Government investigators did not blame the fires on any inherent flaw in the batteries themselves. Instead, they faulted the design and operation of energy storage systems that included the batteries. In some coastal areas, for instance, energy systems lacked adequate protection against humid air. In other cases fuses designed to interrupt the flow of current had failed. Investigators even found simple bad wiring, as if in a house built by careless contractors.
Logan Goldie-Scot, head of clean-power research at BloombergNEF, pins many of those problems on the Korean battery industry’s rapid growth. Spurred by government incentives, energy storage installations grew more than five-fold between 2017 and 2018. “It’s companies with relatively limited experience in installing and integrating these systems doing a lot in a very short space of time,” Goldie-Scot said.n
The investigation led to tighter government safety requirements for energy storage systems in Korea, in their design as well as operation, and more frequent inspections. But the new measures haven’t completely stopped the fires, leaving the South Korea market in limbo.
Pinnacle West Capital Corp.’s Arizona Public Service, owner of the battery system that burned in April, remains committed to deploying 850 megawatts of energy storage on its grid, one of the largest commitments by a U.S. utility. But APS has halted installations while it investigates the fire’s cause, said Brad Albert, the company’s vice president of resource management.
“The most important aspect of this is safety for us,” he said. “We need to understand whatever we can learn from this.”
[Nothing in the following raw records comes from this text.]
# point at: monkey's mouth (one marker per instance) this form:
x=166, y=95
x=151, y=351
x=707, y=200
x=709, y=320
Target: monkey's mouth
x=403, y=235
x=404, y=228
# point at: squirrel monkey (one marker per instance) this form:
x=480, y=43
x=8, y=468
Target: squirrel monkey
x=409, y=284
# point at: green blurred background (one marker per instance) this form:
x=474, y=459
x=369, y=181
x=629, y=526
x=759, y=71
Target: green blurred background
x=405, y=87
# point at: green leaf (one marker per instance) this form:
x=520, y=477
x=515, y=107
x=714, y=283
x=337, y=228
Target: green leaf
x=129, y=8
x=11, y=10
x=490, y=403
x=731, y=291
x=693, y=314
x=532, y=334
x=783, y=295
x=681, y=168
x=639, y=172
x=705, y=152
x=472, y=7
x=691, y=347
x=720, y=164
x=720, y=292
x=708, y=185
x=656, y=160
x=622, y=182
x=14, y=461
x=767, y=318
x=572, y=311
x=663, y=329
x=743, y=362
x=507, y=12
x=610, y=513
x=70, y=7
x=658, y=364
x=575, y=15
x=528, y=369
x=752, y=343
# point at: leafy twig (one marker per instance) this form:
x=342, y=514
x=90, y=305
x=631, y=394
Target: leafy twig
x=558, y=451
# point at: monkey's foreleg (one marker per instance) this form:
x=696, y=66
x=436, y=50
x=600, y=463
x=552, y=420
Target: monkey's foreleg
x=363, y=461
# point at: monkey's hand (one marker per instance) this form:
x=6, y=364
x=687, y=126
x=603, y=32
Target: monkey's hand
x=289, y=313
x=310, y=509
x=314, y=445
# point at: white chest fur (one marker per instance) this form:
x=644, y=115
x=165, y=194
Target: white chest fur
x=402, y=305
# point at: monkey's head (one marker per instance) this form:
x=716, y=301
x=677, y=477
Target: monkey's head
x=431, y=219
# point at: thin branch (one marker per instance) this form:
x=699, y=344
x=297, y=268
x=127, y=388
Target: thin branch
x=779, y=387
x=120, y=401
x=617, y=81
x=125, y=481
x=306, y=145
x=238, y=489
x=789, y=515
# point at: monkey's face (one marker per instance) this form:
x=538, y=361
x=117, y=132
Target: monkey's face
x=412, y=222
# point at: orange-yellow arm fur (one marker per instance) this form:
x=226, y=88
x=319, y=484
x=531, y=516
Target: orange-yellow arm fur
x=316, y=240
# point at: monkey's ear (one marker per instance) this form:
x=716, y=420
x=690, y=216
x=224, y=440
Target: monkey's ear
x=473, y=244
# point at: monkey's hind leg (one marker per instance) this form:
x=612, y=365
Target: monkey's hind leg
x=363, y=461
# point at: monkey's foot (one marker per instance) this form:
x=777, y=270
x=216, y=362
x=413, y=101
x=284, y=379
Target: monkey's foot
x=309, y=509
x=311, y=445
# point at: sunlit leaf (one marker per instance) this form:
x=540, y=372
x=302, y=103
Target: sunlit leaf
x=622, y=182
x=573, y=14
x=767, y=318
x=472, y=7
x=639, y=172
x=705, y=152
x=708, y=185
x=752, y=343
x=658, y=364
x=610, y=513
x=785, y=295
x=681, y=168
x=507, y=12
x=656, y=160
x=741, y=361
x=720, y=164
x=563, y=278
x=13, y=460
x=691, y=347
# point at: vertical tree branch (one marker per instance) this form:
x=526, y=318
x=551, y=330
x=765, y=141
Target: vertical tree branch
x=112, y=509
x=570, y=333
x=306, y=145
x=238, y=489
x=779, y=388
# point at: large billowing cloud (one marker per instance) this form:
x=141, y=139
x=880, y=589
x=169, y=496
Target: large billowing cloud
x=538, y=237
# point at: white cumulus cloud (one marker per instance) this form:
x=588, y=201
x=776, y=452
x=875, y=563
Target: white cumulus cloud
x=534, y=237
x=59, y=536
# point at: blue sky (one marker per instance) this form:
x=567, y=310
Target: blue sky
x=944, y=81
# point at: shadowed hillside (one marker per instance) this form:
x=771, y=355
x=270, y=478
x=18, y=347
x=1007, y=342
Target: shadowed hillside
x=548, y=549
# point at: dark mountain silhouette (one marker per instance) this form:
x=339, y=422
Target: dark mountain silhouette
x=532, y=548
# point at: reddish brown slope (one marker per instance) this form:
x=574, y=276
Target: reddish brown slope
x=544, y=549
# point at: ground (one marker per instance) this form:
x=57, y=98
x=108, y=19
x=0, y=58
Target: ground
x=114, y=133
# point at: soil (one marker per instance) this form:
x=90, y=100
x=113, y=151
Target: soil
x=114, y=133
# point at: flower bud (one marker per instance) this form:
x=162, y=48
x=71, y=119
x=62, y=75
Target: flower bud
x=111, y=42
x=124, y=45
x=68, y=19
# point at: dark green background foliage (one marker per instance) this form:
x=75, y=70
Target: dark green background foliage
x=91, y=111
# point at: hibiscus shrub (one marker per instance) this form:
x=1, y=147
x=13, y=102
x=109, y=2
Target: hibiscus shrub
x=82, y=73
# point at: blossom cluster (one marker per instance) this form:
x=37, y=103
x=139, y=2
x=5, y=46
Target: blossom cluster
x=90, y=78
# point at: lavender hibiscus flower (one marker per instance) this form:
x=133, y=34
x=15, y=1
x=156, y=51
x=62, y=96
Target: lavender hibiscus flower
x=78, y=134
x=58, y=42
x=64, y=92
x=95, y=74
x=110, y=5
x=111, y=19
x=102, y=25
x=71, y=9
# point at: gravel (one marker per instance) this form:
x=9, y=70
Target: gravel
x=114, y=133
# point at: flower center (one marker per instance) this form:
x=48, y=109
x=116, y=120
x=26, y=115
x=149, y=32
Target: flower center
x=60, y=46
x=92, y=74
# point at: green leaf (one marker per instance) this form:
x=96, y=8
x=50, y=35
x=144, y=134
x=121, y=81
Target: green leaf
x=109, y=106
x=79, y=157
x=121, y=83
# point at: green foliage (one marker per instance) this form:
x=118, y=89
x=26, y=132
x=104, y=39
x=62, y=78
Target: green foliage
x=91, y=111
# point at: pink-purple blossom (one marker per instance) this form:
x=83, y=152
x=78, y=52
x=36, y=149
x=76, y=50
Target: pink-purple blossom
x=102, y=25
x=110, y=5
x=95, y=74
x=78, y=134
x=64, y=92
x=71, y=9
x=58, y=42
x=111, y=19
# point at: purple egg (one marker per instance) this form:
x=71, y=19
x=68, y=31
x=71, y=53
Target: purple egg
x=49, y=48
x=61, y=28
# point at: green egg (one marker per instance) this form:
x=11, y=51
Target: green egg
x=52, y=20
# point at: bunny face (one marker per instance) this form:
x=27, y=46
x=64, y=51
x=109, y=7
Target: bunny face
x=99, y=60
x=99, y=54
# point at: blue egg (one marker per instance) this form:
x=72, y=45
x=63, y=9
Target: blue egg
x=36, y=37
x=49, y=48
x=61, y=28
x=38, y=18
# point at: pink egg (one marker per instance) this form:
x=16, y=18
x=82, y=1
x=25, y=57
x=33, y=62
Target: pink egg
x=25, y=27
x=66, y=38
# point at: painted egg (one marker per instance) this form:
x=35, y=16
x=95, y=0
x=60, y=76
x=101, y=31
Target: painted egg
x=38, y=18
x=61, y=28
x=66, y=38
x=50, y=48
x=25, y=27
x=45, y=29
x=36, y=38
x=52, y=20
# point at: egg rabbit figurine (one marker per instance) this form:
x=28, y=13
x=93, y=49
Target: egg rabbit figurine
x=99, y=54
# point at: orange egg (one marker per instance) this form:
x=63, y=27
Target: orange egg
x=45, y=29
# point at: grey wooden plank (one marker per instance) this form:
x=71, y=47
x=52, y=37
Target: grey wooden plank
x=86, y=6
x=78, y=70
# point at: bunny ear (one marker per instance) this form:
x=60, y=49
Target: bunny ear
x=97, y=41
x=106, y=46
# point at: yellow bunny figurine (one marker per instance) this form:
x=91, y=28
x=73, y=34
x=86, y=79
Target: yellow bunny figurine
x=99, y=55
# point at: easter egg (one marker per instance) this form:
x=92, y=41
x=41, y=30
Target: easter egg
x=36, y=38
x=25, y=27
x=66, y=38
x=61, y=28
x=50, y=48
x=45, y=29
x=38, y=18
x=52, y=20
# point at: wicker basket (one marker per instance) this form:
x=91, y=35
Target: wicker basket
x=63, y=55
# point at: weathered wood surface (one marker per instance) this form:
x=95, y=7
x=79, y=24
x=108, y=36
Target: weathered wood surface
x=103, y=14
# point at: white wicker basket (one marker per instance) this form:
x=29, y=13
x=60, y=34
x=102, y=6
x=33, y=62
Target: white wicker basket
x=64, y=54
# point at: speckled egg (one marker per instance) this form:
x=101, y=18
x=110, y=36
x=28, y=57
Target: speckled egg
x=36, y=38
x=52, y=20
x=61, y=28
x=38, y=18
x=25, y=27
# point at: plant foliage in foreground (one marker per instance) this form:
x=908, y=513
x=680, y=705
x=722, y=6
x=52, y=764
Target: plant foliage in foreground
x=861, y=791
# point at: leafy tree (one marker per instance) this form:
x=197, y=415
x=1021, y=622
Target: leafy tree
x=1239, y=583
Another APS battery facility suffered a fire in 2012, and the two incidents prompted a member of the Arizona Corporation Commission to write in an August letter that the batteries “are not prudent and create unacceptable risks.” The energy storage industry wants to ensure that sentiment doesn’t spread. Its trade association has been developing standards for safe operations.
“We just want to get out ahead of it,” said Kelly Speakes-Backman, chief executive officer of the U.S. Energy Storage Association. “Energy storage is growing quickly, but it is still a relatively small market. We want to make sure standards are in place by the time we hit a large penetration in the market.”